Lonergan is sometimes seen as a dry as dust thinker, but actually he places the body with its neural systems at the base of all our conscious performance and our conscious performance involves the body and feeling all the way to the self surrender and discovery which is love.
Bodily neural life is organised by the psyche which as such is an unconscious organising power which shapes up what we deal with in consciousness in the way of images and feelings. As the psyche is higher than the neural system, so intentionality is higher than the psyche. As the psyche depends on the neural so intentionality depends on the psyche. In all that we do we are feeling about it. In all that we do we have imaginative equipment at work, particularly, I think one should point out, words. A damaged psyche will limit intentional performance so there is dramatic bias and dramatic conversion which might actually be rather a long and tedious affair dealing maybe with something long forgotten and deliberately forgotten. Actually as Neitsche who went mad pointed out for our sanity there are some things we should deliberately forget, I think in this sane utterance of a later madman, we gain the clue that though the psyche is unconscious and shapes our conscious potentialities as to images, words, feelings it is not immune to influence from our conscious performance. If our psyche is damaged some way, it is through our conscious performance that we might hope to heal it. It is healthy to see any conversion as a long term process, even life long, and this applies to psychic conversion too and perhaps above all.
Lonergan uses the “operators” to describe the movement from sense, to intelligence, to reasonableness, to value laden responsibility and he uses the term quasi-operators to describe the imaginative and verbal and emotional concomitance of facts which keep us interested when thinking about something, which keep us detached from making a conclusion when considering all the evidence, which give us energy and prudence when deciding and performing.
The neural system and the psyche remind us we are bodily and they, at the culmination of the process of development, show us that the goal of love is not some abstract definition but includes a bodily and emotional self donation. We have to keep coming down to the fact that psychically we are bodily and limited human beings capable of but one course of action. When it comes to love the quasi operators are often more important than the operators. This of course can be a cause of folly whether the love is divine, or familial, or for a people and mankind.
When there is a choice to be made, there is often a “wrenching” for part of our emotional love life has to die. You can only watch one programme on TV – or if you switch back and forth you miss something of each.

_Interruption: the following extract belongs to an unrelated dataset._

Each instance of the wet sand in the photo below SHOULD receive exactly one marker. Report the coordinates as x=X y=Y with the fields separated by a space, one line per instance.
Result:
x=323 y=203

I loved Economics but when the priesthood called, I had to get into a quite different realm of studies – I had, trusting in God, to let things go. A person is in love with two people but can only marry one – there has to be a letting go, and not quite as detached as that of St Thomas More who married the older sister because he did not want to upset her by marrying the younger. A middle aged man feels young again in the company of his secretary – he has to let the temptation die if he is to stay faithful to his wife. The fact that there are values to be upheld mean that there is wrenching to be borne. This is in large measure the meaning of the cross we have to bear if our life is to be an intelligible offering to the Lord (St Ignatius) “If you love Me, keep my commandments”.
So while values arise in feelings, genuine values also have the task of directing the emotional life in a way which is worthy. Fr Lonergan sees the Marian dogmas as helpful here. He sees the main body of dogmas as “The Church making an act of faith and so expressing her faith” when it is threatened as it was threatened by the Arian heresy in the early fourth century. He sees the Marian dogmas, the Immaculate Conception and the Assumption as guiding the devotional life of the Christian away from sin and to the hope of Heaven.
Feelings are the Mass and Momentum of our living whence may arise disvalues as well as values. The intellectual life under its own norms and with the help of faith is purified from error and moved to the truth including the truth of values. Feelings too are typically in need of purification if we are wholeheartedly to pursue the good.